The point, said Stinchcombe, is that blockchain was not trustless—it simply asks people to trust technology rather than other people. This makes some sense—after all, we trust technology to conduct vital tasks all the time. But in reality, we’re actually trusting a third party to verify that the technology can be trusted. Blockchain, therefore, puts the task of verifying trust back on to the individual. This requires extraordinary knowledge, resources, and time. And this, according to Stinchcombe, makes blockchain far less effective than its supporters claim.

Financial Times journalist Dan McCrum used Stinchcombe’s argument to make a startling conclusion: “Blockchain doesn’t even solve most problems of trust. The integrity of data on a public blockchain can be trusted not to change, but that says nothing about whether the data is right in the first place. For votes, tuna, shipping containers, or mango supply chains, a blockchain registry would only be as good or as trustworthy as the people contributing to it.”

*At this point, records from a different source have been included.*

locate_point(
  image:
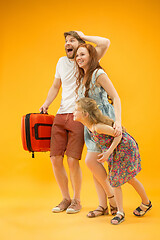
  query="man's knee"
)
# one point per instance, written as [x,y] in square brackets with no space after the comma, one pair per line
[73,163]
[132,181]
[57,161]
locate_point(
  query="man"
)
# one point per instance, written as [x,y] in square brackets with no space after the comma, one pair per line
[67,135]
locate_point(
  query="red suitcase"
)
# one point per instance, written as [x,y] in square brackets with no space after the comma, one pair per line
[36,132]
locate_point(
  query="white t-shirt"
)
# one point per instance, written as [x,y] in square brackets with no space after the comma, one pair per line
[65,70]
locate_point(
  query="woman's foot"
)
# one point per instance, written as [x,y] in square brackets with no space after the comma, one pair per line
[119,218]
[98,212]
[113,207]
[142,209]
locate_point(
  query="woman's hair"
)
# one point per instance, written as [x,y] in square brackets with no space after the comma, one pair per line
[94,113]
[93,64]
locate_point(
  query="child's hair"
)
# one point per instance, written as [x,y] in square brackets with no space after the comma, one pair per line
[94,113]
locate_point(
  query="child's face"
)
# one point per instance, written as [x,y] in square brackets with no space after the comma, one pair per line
[78,114]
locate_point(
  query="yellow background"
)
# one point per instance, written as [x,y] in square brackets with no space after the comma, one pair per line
[31,43]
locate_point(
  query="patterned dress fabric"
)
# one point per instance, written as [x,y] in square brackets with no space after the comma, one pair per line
[125,162]
[100,96]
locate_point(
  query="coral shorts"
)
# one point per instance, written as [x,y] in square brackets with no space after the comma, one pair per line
[67,136]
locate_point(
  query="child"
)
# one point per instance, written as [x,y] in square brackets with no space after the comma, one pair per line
[121,153]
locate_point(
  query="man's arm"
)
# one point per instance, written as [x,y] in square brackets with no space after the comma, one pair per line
[53,91]
[102,44]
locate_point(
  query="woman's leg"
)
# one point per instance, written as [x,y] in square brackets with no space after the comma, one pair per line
[141,191]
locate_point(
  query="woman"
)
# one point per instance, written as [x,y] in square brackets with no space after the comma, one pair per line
[93,82]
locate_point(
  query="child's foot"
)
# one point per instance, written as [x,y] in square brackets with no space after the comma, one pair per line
[142,209]
[98,212]
[113,207]
[120,217]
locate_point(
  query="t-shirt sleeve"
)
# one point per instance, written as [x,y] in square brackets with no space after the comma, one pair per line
[57,74]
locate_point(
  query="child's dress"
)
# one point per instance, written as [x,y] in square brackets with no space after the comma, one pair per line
[125,162]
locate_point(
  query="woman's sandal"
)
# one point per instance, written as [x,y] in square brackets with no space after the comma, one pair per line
[143,212]
[113,209]
[92,214]
[118,219]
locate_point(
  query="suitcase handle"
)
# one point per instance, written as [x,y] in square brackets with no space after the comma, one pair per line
[36,131]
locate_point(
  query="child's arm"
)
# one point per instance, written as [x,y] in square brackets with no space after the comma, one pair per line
[105,129]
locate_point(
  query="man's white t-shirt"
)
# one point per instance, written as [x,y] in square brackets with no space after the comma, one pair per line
[66,70]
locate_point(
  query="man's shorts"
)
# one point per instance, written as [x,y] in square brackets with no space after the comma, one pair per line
[67,136]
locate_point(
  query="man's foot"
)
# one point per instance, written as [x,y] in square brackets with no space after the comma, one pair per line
[62,206]
[118,218]
[142,209]
[98,212]
[74,207]
[112,204]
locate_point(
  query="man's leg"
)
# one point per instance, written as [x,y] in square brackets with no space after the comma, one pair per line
[76,176]
[62,180]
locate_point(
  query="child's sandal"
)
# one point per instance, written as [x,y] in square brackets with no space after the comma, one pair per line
[102,211]
[113,209]
[143,212]
[118,219]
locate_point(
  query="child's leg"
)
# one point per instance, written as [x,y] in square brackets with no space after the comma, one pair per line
[139,189]
[119,201]
[119,198]
[142,193]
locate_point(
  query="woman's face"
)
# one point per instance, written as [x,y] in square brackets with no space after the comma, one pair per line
[82,57]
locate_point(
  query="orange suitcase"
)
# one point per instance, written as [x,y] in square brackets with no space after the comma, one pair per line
[36,132]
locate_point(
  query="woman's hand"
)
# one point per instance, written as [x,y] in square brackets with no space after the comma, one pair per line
[117,129]
[102,157]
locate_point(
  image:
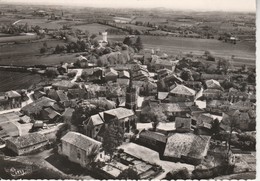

Finally, there was another painful reality about blockchain. Even by mid-2019, few average internet users were actually using it. Blockchain enthusiasts envisioned Dapps functioning as apps on an iPhone. Because Dapps were outside the control of giant tech companies, they offered users a way to bypass gatekeepers and avoid the incessant tracking that occurs on the internet. Of the twenty-seven hundred Dapps with enough data for statistical measurement, however, only three attracted more than ten thousand daily users. In fact, thirty of the top fifty Dapps were dedicated to gambling.

The smartphone apps you might be used to rely on a centralized data center to deliver content to your phone through an internet service provider (ISP). A Dapp relies on a decentralized method, where users are connected to one another rather than to a single entity, to deliver content.

One problem with Dapps is that users have to get used to a whole new blockchain-based operating system. In comparison, downloading an app onto a smartphone is relatively simple and easy. Blockchain’s operating system remains in a relatively early phase. Programmers are building and troubleshooting the system. User experience is not yet a focus.

“Does it run? Yeah, it runs, like if I built a car,” said one computer science professor. “It’ll run, but it’s not something you’d want to put your kids in.”